我是从pgAdmin执行它(并用它们的值替换了参数),它工作正常。以下是查询计划:
"Limit (cost=25819.66..25819.66 rows=1 width=1185)"
" -> Sort (cost=25819.66..25819.66 rows=1 width=1185)"
" Sort Key: this_.objectidentifier"
" -> Nested Loop Left Join (cost=0.00..25819.65 rows=1 width=1185)"
" -> Nested Loop Left Join (cost=0.00..25811.37 rows=1 width=1021)"
" -> Nested Loop Left Join (cost=0.00..25803.09 rows=1 width=857)"
" -> Nested Loop Left Join (cost=0.00..25799.21 rows=1 width=693)"
" -> Nested Loop Left Join (cost=0.00..25795.33 rows=1 width=529)"
" -> Nested Loop Left Join (cost=0.00..25793.45 rows=1 width=464)"
" Join Filter: (ne4_.cw_locationid = location5_.objectidentifier)"
" -> Nested Loop Left Join (cost=0.00..25791.22 rows=1 width=399)"
" Join Filter: (this_.neid = ne4_.objectidentifier)"
" -> Nested Loop Left Join (cost=0.00..25788.76 rows=1 width=225)"
" -> Nested Loop Left Join (cost=0.00..25780.48 rows=1 width=150)"
" Join Filter: (this_.ackid = acknowledg2_.objectidentifier)"
" -> Seq Scan on cw_alarm this_ (cost=0.00..25779.32 rows=1 width=132)"

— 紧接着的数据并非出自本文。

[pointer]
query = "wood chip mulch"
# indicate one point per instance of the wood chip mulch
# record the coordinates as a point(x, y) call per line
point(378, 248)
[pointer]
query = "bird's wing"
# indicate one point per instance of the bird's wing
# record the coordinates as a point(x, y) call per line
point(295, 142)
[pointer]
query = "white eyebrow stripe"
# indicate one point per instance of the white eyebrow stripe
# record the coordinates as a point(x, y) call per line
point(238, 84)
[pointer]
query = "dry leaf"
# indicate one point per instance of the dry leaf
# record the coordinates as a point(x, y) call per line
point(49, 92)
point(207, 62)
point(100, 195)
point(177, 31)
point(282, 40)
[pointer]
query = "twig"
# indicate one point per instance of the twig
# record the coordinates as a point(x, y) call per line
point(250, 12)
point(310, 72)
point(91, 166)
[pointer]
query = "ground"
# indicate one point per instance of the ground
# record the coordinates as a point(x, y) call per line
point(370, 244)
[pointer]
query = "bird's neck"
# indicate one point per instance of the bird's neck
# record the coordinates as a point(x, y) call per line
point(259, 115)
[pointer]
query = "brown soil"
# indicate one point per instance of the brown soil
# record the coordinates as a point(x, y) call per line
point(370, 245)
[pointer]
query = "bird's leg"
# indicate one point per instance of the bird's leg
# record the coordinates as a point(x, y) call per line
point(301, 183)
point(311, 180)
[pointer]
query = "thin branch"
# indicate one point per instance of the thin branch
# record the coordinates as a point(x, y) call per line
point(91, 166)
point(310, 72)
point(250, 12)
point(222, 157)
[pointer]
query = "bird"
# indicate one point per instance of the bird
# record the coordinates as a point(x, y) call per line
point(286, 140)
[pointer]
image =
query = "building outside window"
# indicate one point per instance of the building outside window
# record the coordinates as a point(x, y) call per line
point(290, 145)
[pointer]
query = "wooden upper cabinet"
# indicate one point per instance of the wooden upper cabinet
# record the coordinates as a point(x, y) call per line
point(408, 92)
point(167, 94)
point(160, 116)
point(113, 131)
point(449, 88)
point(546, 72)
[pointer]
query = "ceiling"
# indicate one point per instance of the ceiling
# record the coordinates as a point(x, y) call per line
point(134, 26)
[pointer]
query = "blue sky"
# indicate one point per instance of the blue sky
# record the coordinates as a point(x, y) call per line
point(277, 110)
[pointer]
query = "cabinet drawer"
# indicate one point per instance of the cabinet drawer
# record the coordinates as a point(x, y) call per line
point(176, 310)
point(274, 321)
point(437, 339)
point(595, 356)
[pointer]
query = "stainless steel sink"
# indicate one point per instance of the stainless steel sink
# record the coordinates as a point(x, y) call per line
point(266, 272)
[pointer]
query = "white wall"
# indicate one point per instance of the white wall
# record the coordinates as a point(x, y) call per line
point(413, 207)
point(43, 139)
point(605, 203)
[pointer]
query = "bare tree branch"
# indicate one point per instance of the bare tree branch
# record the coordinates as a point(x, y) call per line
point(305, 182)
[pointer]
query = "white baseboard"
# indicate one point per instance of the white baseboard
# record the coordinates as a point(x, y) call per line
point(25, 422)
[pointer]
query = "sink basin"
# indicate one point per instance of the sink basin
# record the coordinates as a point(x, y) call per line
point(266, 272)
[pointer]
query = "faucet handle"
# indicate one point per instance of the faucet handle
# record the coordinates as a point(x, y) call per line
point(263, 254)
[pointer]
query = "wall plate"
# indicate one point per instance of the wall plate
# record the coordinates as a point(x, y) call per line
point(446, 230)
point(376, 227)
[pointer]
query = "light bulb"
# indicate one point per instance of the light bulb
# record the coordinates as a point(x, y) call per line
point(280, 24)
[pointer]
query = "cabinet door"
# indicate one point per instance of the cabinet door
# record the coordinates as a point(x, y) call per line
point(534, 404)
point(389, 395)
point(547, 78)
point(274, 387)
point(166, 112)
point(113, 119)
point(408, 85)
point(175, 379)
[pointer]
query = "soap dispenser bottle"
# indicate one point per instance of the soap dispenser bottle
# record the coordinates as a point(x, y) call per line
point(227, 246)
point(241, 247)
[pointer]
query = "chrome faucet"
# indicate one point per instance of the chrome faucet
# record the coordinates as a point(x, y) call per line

" Filter: (((module)::text <> ''::text) AND (neid = 471) AND (subrack = (-1)) AND (slot = (-1)))"
" -> Seq Scan on cw_acknowledgment acknowledg2_ (cost=0.00..1.07 rows=7 width=18)"
" -> Index Scan using cw_alarminfo_pkey on cw_alarminfo alarminfo3_ (cost=0.00..8.27 rows=1 width=75)"
" Index Cond: (this_.alarminfoid = objectidentifier)"
" -> Seq Scan on cw_ne ne4_ (cost=0.00..2.45 rows=1 width=174)"
" Filter: (objectidentifier = 471)"
" -> Seq Scan on cw_location location5_ (cost=0.00..2.10 rows=10 width=65)"
" -> Index Scan using cw_location_pkey on cw_location location6_ (cost=0.00..1.87 rows=1 width=65)"
" Index Cond: (location5_.cw_parentlocationid = objectidentifier)"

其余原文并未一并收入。